Current agentic frameworks underperform on long-horizon tasks. As reasoning depth increases, sequential orchestration becomes brittle, context windows impose hard limits that degrade performance, and opaque execution traces make failures difficult to localize or debug. We introduce ROMA (Recursive Open Meta-Agents), a domain-agnostic framework that addresses these limitations through recursive task decomposition and structured aggregation. ROMA decomposes goals into dependency-aware subtask trees that can be executed in parallel, while aggregation compresses and validates intermediate results to control context growth. Our framework standardizes agent construction around four modular roles --Atomizer (which decides whether a task should be decomposed), Planner, Executor, and Aggregator -- which cleanly separate orchestration from model selection and enable transparent, hierarchical execution traces. This design supports heterogeneous multi-agent systems that mix models and tools according to cost, latency, and capability. To adapt ROMA to specific tasks without fine-tuning, we further introduce GEPA$+$, an improved Genetic-Pareto prompt proposer that searches over prompts within ROMA's component hierarchy while preserving interface contracts. We show that ROMA, combined with GEPA+, delivers leading system-level performance on reasoning and long-form generation benchmarks. On SEAL-0, which evaluates reasoning over conflicting web evidence, ROMA instantiated with GLM-4.6 improves accuracy by 9.9\% over Kimi-Researcher. On EQ-Bench, a long-form writing benchmark, ROMA enables DeepSeek-V3 to match the performance of leading closed-source models such as Claude Sonnet 4.5. Our results demonstrate that recursive, modular agent architectures can scale reasoning depth while remaining interpretable, flexible, and model-agnostic.

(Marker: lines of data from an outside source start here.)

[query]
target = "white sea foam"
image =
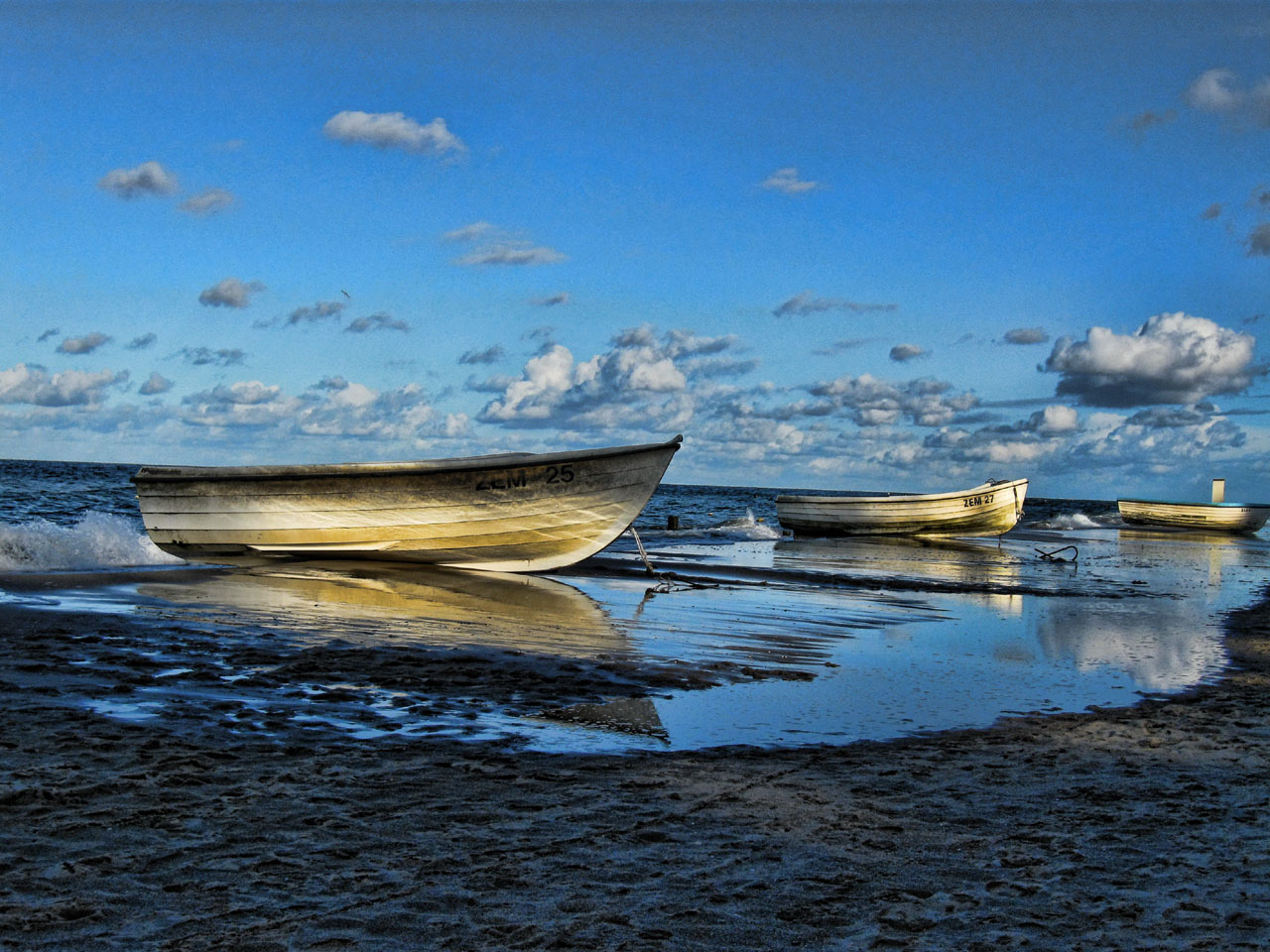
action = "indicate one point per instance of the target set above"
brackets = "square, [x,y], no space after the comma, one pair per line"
[96,540]
[1075,521]
[746,529]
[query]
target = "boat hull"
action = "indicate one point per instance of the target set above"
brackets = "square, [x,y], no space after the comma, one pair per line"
[1206,517]
[513,512]
[989,509]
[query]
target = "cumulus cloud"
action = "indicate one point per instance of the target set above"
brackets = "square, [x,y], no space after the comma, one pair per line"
[490,354]
[806,302]
[146,179]
[207,202]
[476,231]
[230,293]
[903,353]
[1026,335]
[33,385]
[1220,91]
[202,356]
[495,245]
[84,345]
[318,311]
[1173,358]
[640,382]
[788,181]
[158,384]
[394,131]
[143,341]
[870,402]
[376,321]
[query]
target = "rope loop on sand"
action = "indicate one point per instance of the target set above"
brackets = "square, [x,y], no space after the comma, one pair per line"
[667,583]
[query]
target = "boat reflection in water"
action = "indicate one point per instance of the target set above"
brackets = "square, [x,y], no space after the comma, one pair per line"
[1167,649]
[368,601]
[1220,551]
[979,569]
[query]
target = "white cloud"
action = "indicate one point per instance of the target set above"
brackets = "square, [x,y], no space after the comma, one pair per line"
[207,202]
[1173,358]
[870,402]
[499,246]
[644,382]
[84,345]
[1026,335]
[158,384]
[902,353]
[511,254]
[1219,91]
[788,181]
[394,131]
[376,321]
[1214,90]
[33,385]
[230,293]
[806,303]
[318,311]
[149,178]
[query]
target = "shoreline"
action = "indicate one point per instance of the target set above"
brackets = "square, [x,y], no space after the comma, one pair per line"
[1135,826]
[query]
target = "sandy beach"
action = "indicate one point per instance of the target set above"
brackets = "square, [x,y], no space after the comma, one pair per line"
[1135,828]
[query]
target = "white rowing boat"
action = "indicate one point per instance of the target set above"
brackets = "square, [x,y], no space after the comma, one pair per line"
[1207,517]
[988,509]
[512,512]
[1216,516]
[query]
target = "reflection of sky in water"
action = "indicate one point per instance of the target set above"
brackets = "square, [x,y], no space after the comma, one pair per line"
[899,636]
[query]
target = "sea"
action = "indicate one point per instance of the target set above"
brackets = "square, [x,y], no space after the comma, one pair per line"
[711,625]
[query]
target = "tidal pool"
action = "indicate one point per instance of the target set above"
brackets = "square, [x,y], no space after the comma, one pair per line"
[794,642]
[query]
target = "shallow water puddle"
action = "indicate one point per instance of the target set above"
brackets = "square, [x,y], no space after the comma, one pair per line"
[790,643]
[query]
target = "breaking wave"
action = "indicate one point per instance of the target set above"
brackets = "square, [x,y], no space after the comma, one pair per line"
[96,540]
[746,527]
[1072,521]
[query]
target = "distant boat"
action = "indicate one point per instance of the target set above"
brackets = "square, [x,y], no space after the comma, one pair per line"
[988,509]
[512,512]
[1216,516]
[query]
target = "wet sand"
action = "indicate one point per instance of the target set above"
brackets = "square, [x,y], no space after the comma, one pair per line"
[1139,828]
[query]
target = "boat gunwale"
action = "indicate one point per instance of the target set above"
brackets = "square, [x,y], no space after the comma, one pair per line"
[409,467]
[907,497]
[1197,506]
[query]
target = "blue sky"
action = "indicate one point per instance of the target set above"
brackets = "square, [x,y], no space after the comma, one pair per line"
[835,245]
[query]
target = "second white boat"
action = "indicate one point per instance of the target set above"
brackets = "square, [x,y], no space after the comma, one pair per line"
[988,509]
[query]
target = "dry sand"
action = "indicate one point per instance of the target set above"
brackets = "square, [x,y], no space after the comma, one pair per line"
[1127,829]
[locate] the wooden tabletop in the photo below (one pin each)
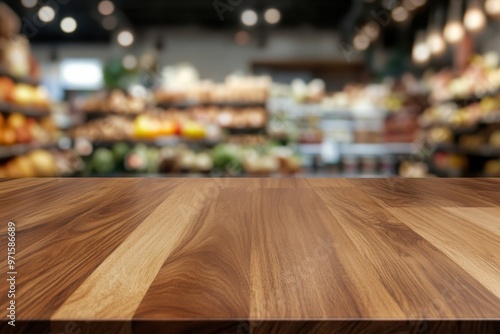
(253, 255)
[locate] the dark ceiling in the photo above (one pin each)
(343, 15)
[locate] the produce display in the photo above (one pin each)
(115, 102)
(15, 54)
(222, 160)
(23, 95)
(102, 129)
(193, 124)
(182, 84)
(480, 78)
(463, 125)
(16, 128)
(41, 163)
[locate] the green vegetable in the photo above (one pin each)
(103, 161)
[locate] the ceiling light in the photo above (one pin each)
(106, 7)
(46, 14)
(409, 5)
(436, 43)
(68, 25)
(454, 32)
(272, 16)
(361, 42)
(242, 37)
(492, 7)
(249, 17)
(29, 3)
(421, 53)
(419, 3)
(109, 23)
(474, 19)
(125, 38)
(372, 30)
(129, 62)
(399, 14)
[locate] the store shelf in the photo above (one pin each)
(16, 79)
(482, 151)
(27, 111)
(20, 149)
(160, 142)
(378, 149)
(192, 104)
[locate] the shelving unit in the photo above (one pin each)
(25, 110)
(11, 151)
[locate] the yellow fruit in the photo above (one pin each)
(16, 121)
(44, 163)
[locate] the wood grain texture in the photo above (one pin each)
(254, 255)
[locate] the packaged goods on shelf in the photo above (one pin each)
(480, 78)
(16, 128)
(222, 160)
(41, 163)
(115, 102)
(182, 84)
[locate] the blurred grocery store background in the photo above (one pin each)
(198, 88)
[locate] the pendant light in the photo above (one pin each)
(492, 7)
(421, 53)
(435, 40)
(474, 19)
(454, 31)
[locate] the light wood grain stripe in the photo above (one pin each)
(487, 218)
(472, 247)
(116, 288)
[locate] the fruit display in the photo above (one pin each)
(103, 129)
(194, 124)
(23, 95)
(222, 160)
(480, 78)
(18, 129)
(312, 92)
(182, 84)
(41, 163)
(452, 115)
(116, 102)
(455, 164)
(15, 54)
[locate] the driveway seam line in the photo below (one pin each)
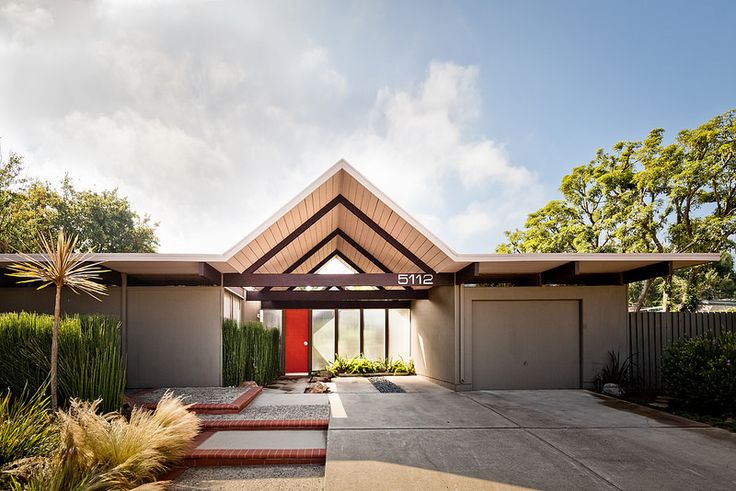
(584, 466)
(590, 471)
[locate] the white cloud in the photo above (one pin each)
(418, 150)
(210, 124)
(25, 21)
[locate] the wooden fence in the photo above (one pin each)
(651, 333)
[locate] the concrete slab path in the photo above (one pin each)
(520, 439)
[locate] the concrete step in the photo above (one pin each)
(265, 424)
(233, 407)
(258, 447)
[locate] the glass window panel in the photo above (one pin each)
(399, 333)
(374, 333)
(323, 338)
(227, 308)
(348, 340)
(237, 305)
(271, 319)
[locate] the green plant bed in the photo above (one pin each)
(249, 352)
(91, 361)
(361, 366)
(700, 375)
(377, 374)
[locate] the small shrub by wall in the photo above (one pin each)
(360, 365)
(91, 360)
(700, 373)
(250, 352)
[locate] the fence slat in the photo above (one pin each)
(652, 333)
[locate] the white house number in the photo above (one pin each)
(423, 279)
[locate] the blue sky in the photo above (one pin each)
(211, 115)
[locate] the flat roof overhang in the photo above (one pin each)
(342, 214)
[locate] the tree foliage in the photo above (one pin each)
(648, 196)
(103, 221)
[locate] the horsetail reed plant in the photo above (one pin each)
(61, 266)
(250, 352)
(91, 361)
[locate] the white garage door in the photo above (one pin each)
(526, 344)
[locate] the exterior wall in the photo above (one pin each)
(433, 335)
(603, 319)
(174, 336)
(15, 299)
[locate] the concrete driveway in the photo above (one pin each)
(438, 439)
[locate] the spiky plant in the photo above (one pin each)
(59, 265)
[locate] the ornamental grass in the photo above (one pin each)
(107, 451)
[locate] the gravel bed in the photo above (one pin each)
(271, 478)
(384, 385)
(301, 411)
(193, 395)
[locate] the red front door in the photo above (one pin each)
(296, 341)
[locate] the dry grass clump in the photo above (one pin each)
(109, 452)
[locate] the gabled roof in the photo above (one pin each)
(342, 199)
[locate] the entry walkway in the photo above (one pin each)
(440, 439)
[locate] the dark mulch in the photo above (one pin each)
(384, 385)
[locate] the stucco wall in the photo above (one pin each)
(252, 309)
(433, 334)
(42, 301)
(603, 321)
(173, 333)
(174, 336)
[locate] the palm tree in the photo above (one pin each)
(60, 266)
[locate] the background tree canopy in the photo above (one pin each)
(103, 221)
(647, 196)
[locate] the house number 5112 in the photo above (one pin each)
(423, 279)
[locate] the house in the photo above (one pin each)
(469, 321)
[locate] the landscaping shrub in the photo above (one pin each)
(362, 365)
(700, 374)
(615, 371)
(109, 452)
(91, 360)
(250, 352)
(26, 428)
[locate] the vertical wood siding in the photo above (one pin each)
(651, 333)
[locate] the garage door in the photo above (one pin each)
(526, 344)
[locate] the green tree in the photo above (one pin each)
(645, 196)
(103, 221)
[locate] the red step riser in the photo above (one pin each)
(253, 461)
(217, 458)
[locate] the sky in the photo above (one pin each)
(210, 116)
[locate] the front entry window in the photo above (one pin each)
(374, 333)
(348, 337)
(323, 338)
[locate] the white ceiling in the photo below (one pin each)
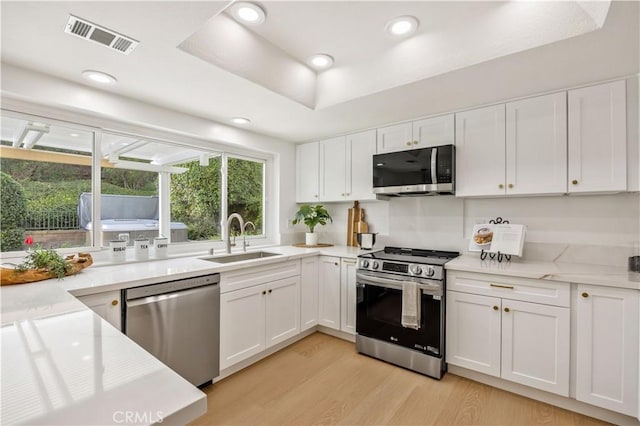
(375, 80)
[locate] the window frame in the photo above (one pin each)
(179, 141)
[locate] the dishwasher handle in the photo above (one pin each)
(159, 298)
(170, 287)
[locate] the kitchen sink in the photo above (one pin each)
(238, 257)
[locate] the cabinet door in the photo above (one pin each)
(535, 345)
(242, 327)
(473, 332)
(107, 305)
(333, 169)
(309, 293)
(282, 310)
(598, 138)
(361, 147)
(348, 298)
(607, 348)
(480, 152)
(398, 137)
(307, 172)
(329, 290)
(434, 131)
(537, 145)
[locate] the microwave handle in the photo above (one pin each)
(434, 163)
(433, 289)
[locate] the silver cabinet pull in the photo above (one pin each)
(501, 286)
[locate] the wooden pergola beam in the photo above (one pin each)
(48, 156)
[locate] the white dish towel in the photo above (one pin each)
(410, 305)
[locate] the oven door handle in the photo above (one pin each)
(432, 289)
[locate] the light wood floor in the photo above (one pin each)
(322, 380)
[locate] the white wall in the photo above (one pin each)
(40, 94)
(605, 228)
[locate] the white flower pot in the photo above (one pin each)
(311, 239)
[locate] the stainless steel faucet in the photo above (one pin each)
(244, 234)
(229, 220)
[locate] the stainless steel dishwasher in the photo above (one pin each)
(178, 322)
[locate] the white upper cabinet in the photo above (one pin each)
(432, 131)
(480, 152)
(536, 149)
(333, 169)
(346, 168)
(307, 172)
(598, 138)
(398, 137)
(362, 147)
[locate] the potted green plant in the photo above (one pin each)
(312, 216)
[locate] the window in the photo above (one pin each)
(245, 192)
(146, 187)
(195, 198)
(45, 168)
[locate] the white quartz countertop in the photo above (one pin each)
(63, 365)
(609, 276)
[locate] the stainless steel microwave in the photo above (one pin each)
(424, 171)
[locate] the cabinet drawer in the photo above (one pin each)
(525, 289)
(243, 278)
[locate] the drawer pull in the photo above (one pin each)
(501, 286)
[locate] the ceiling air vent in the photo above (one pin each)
(104, 36)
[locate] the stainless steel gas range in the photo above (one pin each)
(397, 281)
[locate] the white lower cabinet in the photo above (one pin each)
(107, 305)
(309, 292)
(337, 293)
(329, 292)
(348, 299)
(517, 340)
(254, 318)
(283, 310)
(607, 348)
(473, 332)
(536, 345)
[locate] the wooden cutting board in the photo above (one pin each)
(355, 213)
(355, 224)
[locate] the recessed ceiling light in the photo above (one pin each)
(240, 120)
(402, 26)
(248, 13)
(321, 61)
(99, 77)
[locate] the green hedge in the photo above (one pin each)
(13, 207)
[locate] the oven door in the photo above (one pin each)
(379, 312)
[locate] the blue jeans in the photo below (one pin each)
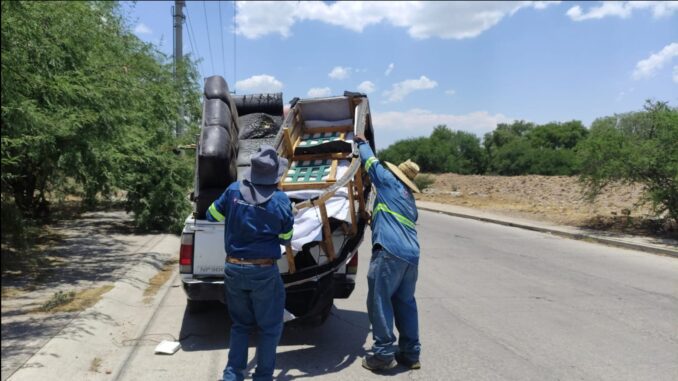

翻译：现有智能体框架在长视野任务中表现欠佳。随着推理深度的增加，顺序编排变得脆弱，上下文窗口施加的硬性限制导致性能下降，且不透明的执行轨迹使得故障难以定位或调试。我们提出ROMA（递归开放元智能体），这是一个领域无关的框架，通过递归任务分解与结构化聚合来解决这些局限性。ROMA将目标分解为可并行执行的依赖感知子任务树，而聚合过程则压缩并验证中间结果以控制上下文增长。我们的框架围绕四个模块化角色——原子化器（决定任务是否应被分解）、规划器、执行器与聚合器——标准化了智能体构建，清晰地将编排逻辑与模型选择分离，并实现了透明化的分层执行轨迹。该设计支持异构多智能体系统，能够根据成本、延迟与能力混合使用不同模型与工具。为了在不进行微调的情况下使ROMA适配特定任务，我们进一步提出GEPA$+$，这是一种改进的遗传-帕累托提示提议器，可在保持接口契约的前提下，在ROMA的组件层次结构内搜索提示方案。我们证明，ROMA与GEPA+相结合，在推理与长文本生成基准测试中实现了领先的系统级性能。在评估冲突网络证据推理的SEAL-0基准上，基于GLM-4.6实例化的ROMA将准确率较Kimi-Researcher提升了9.9%。在长文本写作基准EQ-Bench中，ROMA使DeepSeek-V3能够达到Claude Sonnet 4.5等领先闭源模型的性能水平。我们的结果表明，递归式、模块化的智能体架构能够在保持可解释性、灵活性与模型无关性的同时，扩展推理深度。